The 30-Day News Fast

To stop reading the news is not withdrawal — it is a fast. It resets the nervous system, clears the mind’s palate, and heightens discernment. Here is how to go *cold turkey* for 30 days:

1. Cut all news sources. Unsubscribe from newsletters, delete apps, avoid TV, radio, and “doom scrolls.”
2. Choose one trusted long-form source (e.g., a weekly digest or a thoughtful podcast) if total abstinence feels too abrupt.
3. Inform friends. Tell them about your experiment so they won’t flood you with headlines.
4. Journal the withdrawal. Notice impulses to check the news; write about what surfaces instead — boredom, calm, uncertainty, or relief.
5. Replace with reflection. Fill reclaimed time with reading timeless literature, sacred texts, or silence.
6. Ground in practice. Each time the urge to “check the news” arises, pause, breathe, and gently return to presence.

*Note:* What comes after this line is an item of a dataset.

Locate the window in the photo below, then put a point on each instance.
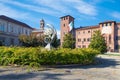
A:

Within a week, the noise fades. Within a month, the mind grows luminous again. The world still unfolds, but your inner landscape becomes quieter, steadier, clearer.

The Fruits of a Quiet Mind

After thirty days, you may discover:

Peace replaces anxiety. Without constant input, your mind ceases to expect crisis around every corner.
Attention deepens. Reading books, sitting in silence, or conversing deeply becomes easier and more nourishing.
Discernment sharpens. You learn to distinguish what actually matters in your life versus what merely clamors for attention.
Joy returns to presence. The sunlight, a neighbor’s greeting, the taste of tea — all regain their texture.

Spiritual peace begins not with a new belief, but with subtracting excess noise. To stop reading the news is to choose stillness over stimulation, substance over spectacle. It is to say: My consciousness is sacred, not a dumping ground for trivia and terror.

So try it — a 30-day news fast as a modern practice of silence. Not to ignore the world, but to see it once again through clear eyes.